Nível do rio sobe para 18,43 metros e atinge 12 distritos de Porto Velho.

Corpo de Bombeiros classifica situação como caótica.


Assem Neto
Do G1 RO

A Defesa Civil de Porto Velho identificou outras 2 mil famílias que precisam ser retiradas de suas casas em 12 distritos de Porto Velho. Na região, conhecida como Médio e Baixo Madeira, já há reservados 21 abrigos públicos e a situação é considerada “caótica”, informou o diretor de Comunicação do Corpo de Bombeiros de Rondônia, coronel Gilvander Gregório. A cota do Rio Madeira aferida nesta segunda-feira (24) é de 18,43 metros e não há previsão de estabilidade ou redução, pelo menos nas próximas semanas, segundo o Sistema de Proteção da Amazônia (Sipam). O número de famílias retiradas de suas casas passa de 1,8 mil, informou a Defesa Civil.

Ao G1, o coordenador da Defesa Civil de Porto Velho, José Pimentel, afirmou que as famílias desabrigadas somam 502, já as desalojadas que deixaram suas casas e buscaram apoio em casas de parentes ou amigos, são 1.306. Isso representa cerca de 18 mil pessoas atingidas pela maior cheia do Madeira, em Porto Velho e distritos, conforme cálculos das autoridades, que relacionam cinco membros para cada família.

Seis escolas públicas mantidas pelo estado são ocupadas na capital - cada uma com cerca de 500 alunos matriculados, que estão sem estudar. Os prédios começaram a ser cedidos uma semana após o início do ano letivo. O secretário de Educação de Rondônia, Emerson Castro, pôs à disposição da Defesa Civil outras oito instituições de ensino, somente em Porto Velho, que estão de sobreaviso. Já não há mais vagas nas cinco paróquias também cedidas pela Arquidiocese de Porto Velho para acolher desabrigados.

Na rede municipal de ensino, além das escolas Maria Isaura e São Pedro, que já estavam ocupadas por famílias atingidas pela cheia, outras três unidades já devem começar a receber desabrigados nesta segunda-feira e estão sem aulas.

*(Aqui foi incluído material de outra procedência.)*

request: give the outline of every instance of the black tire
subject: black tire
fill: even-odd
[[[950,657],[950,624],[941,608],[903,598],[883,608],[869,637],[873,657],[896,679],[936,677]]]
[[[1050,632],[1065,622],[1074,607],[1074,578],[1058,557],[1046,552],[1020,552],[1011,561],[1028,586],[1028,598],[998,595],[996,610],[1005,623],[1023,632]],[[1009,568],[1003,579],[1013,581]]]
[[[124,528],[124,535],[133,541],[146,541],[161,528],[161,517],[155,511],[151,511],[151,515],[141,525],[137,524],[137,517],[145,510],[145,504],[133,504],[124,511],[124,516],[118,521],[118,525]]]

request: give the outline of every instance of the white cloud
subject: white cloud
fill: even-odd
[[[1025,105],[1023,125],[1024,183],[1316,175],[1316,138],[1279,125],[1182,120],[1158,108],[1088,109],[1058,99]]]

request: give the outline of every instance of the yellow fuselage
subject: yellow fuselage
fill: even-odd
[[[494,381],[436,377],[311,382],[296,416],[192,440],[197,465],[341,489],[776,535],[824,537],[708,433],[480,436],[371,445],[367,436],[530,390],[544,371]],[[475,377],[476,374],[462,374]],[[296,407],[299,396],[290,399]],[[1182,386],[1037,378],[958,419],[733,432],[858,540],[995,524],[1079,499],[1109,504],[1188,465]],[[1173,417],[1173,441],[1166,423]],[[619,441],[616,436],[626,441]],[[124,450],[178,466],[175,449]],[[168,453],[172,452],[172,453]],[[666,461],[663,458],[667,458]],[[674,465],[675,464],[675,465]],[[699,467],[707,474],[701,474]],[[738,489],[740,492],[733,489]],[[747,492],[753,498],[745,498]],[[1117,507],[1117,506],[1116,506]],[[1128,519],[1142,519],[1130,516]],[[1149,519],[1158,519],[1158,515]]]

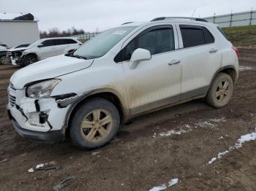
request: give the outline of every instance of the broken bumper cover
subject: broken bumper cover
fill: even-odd
[[[24,58],[20,57],[12,58],[11,57],[12,64],[12,65],[23,65],[24,64]]]
[[[20,125],[13,118],[10,109],[7,110],[7,112],[9,118],[11,120],[13,127],[16,131],[24,138],[39,141],[45,141],[48,143],[60,142],[63,141],[64,139],[64,134],[61,130],[40,132],[24,129],[21,128]]]

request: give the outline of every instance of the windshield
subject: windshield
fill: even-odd
[[[30,44],[30,45],[28,47],[29,48],[34,47],[34,46],[37,46],[40,42],[41,42],[41,39],[37,40],[36,42],[34,42],[32,44]]]
[[[75,51],[73,55],[86,59],[102,57],[135,28],[123,26],[105,31]]]

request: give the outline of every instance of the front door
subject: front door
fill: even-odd
[[[182,100],[207,93],[209,85],[222,63],[214,37],[204,26],[179,25],[183,48]]]

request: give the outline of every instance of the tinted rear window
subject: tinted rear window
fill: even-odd
[[[180,26],[184,47],[195,47],[214,42],[209,31],[202,26]]]
[[[221,32],[221,34],[224,36],[224,37],[225,37],[226,39],[228,40],[227,34],[225,34],[225,33],[222,31],[222,29],[219,26],[217,26],[217,28],[219,31],[219,32]]]

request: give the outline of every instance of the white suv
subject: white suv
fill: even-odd
[[[69,136],[80,148],[109,142],[121,122],[206,98],[227,104],[238,77],[237,50],[217,25],[161,17],[107,30],[74,52],[16,71],[8,113],[31,139]]]
[[[59,37],[37,40],[26,47],[12,48],[7,55],[13,65],[28,66],[38,61],[77,50],[82,42],[75,38]]]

Dezessete escolas estão de sobreaviso, caso seja necessário montar novos abrigos.

A força das águas atrapalha a ação dos mais de 200 voluntários e dos 30 bombeiros da Força Nacional, que chegaram na sexta-feira (21), para trabalhar até mesmo durante a madrugada na remoção de homens, mulheres, crianças e idosos. Praticamente 100% das lavouras nos distritos (agricultura utilizada para subsistência das famílias) está perdida. As plantações de mandioca, arroz, milho, banana e hortifrutigrangeiros às margens do Rio Madeira entram no relatório da Sala de Gerenciamento de Crise como alvo de uma 'restruturação pós desastre', quando a água baixar.

José Pimentel afirmou que Porto Velho tem condições de abrigar tanta gente. “Os abrigos públicos subiram de 14 para 25 desde a última sexta-feira [21]. Temos espaço para todos”, disse ele. “A população está comovida e ajuda de todas as formas”, disse o diretor de comunicação do Corpo de Bombeiros. “É importante que concentrem a entrega de donativos num ou dois pontos específicos, para facilitar o trabalho dos voluntários”, disse Gilvander Gregório. Os desabrigados necessitam, sobretudo, de água potável, roupas, cobertores e alimentos.